[cfe-dev] __PRETTY_FUNCTION__ output loses enum type info for non-enumerated values

Mon Sep 24 12:11:51 PDT 2018

Thanks again Richard for a second more detailed response setting out the
broader view
(I had failed to fully interpret / misinterpreted your first response as
mild pushback
 apologies for that; I should've asked for the clarification)
(also, I shouldn't have argued 'correctness' here; that was disingenuous).

So, in the broader view, the question is:
 > How best to pretty print general non-type template args.

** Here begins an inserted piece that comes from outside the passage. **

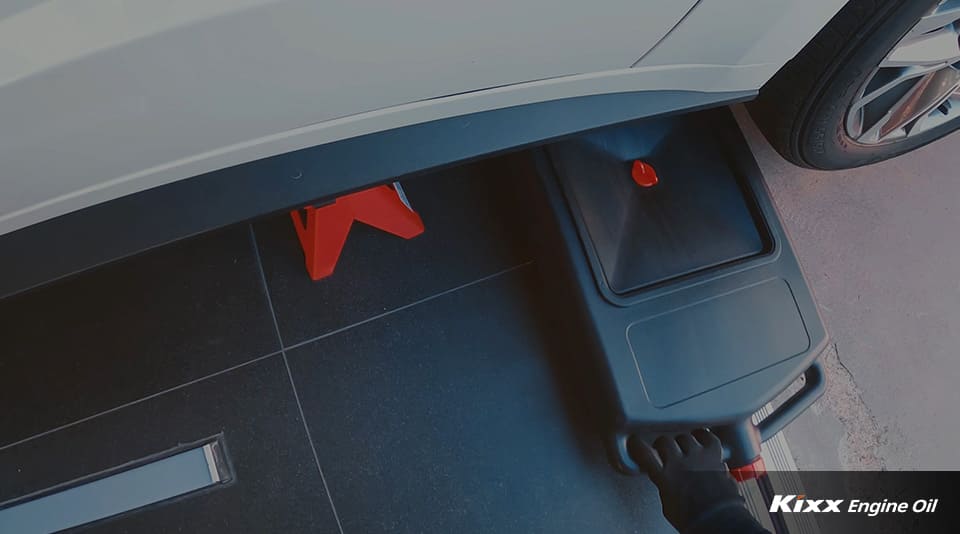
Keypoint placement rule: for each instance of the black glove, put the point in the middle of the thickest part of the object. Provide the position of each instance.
(695, 487)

Now, as non-types may be subsumed by LiteralType literals in C++20
we should look ahead to pretty printing of such general literal types
as the broader context for discussion or decisions on changes.

  Non-type template args
  Until C++17:
    - an integral type;
    - an enumeration type;
    - std::nullptr_t; (since C++11)
    - a pointer type (to object or to function);
    - a pointer to member type (to member object or to member function);
    - lvalue reference type (to object or to function);
  For C++20:
    - A type that satisfies LiteralType, has strong structural equality ...

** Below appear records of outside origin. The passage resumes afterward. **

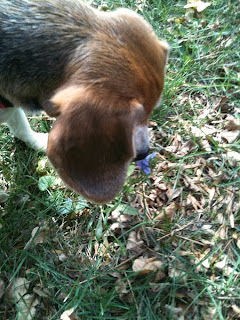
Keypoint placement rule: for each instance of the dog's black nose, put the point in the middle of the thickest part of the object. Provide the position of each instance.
(142, 155)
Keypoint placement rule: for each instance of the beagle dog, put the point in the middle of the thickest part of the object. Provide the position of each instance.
(100, 74)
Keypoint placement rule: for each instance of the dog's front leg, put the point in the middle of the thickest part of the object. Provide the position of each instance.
(19, 125)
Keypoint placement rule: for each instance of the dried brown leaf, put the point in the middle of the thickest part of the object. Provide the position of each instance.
(185, 148)
(168, 213)
(69, 315)
(233, 125)
(134, 243)
(173, 193)
(145, 265)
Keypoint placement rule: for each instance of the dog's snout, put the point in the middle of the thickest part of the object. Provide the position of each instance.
(142, 155)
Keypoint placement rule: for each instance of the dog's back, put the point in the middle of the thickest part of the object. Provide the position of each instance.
(37, 40)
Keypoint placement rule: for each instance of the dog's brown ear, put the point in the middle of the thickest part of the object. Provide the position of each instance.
(91, 148)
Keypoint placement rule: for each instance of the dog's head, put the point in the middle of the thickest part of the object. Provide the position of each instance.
(102, 112)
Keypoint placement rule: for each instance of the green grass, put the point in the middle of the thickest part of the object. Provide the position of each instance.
(83, 262)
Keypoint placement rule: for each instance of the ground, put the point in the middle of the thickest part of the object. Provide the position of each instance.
(168, 247)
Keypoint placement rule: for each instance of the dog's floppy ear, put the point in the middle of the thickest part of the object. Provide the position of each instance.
(91, 146)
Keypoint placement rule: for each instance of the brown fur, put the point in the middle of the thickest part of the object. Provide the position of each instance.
(110, 82)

Pretty-print design goals:
  General: minimise special-casing
  Round-trip: the printed value can be plugged back into code
  Low-verbosity: avoid unnecessary info or repetition
  more?

The general literal type can be one of the C++17 built-ins
as above (all scalar types, apart from lvalue reference I think)
or an aggregate or class that satisfies the LiteralType requirements.

So, in general, we will now have to deal with non-scalar types
implying multiple initializers and init-lists.

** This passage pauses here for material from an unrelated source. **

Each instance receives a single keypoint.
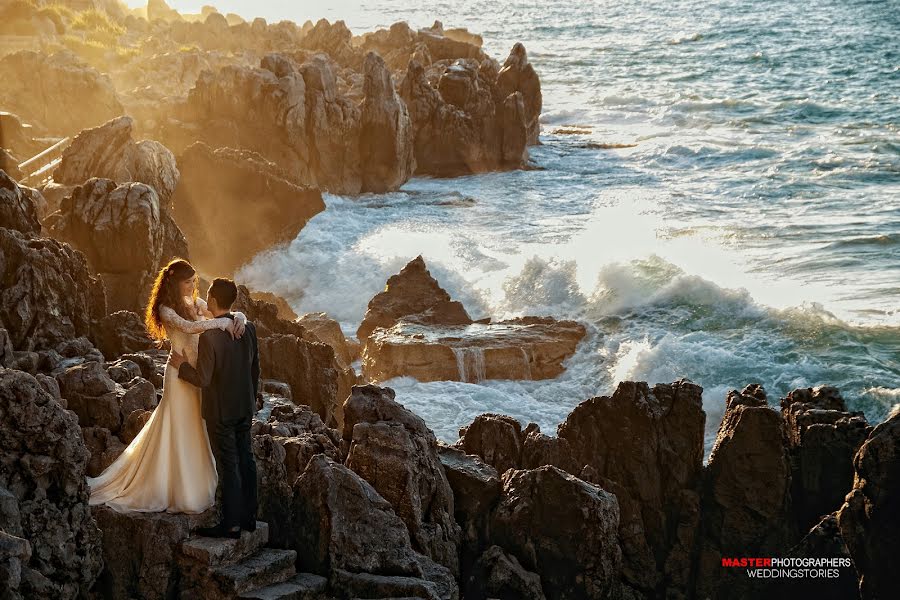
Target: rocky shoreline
(359, 497)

Question: is there a single 'canonical' init-list for a LiteralType?

This is a place where the proposal to use parens for aggregates will help,
as special-casing initialization syntax, for brace or paren, is awkward:
P0960 Allow initializing aggregates from a parenthesized list of values
http://www.open-std.org/jtc1/sc22/wg21/docs/papers/2018/p0960r1.html
If this proposal is accepted then that would suggest to prefer paren-init.

Literals of the existing types remain awkward non-types -
'function-style' paren-init doesn't work directly for multi-token types
(like 'long long') or for compound types (pointer/ref).
An added decltype can solve that. Sticking with C-style cast is simpler.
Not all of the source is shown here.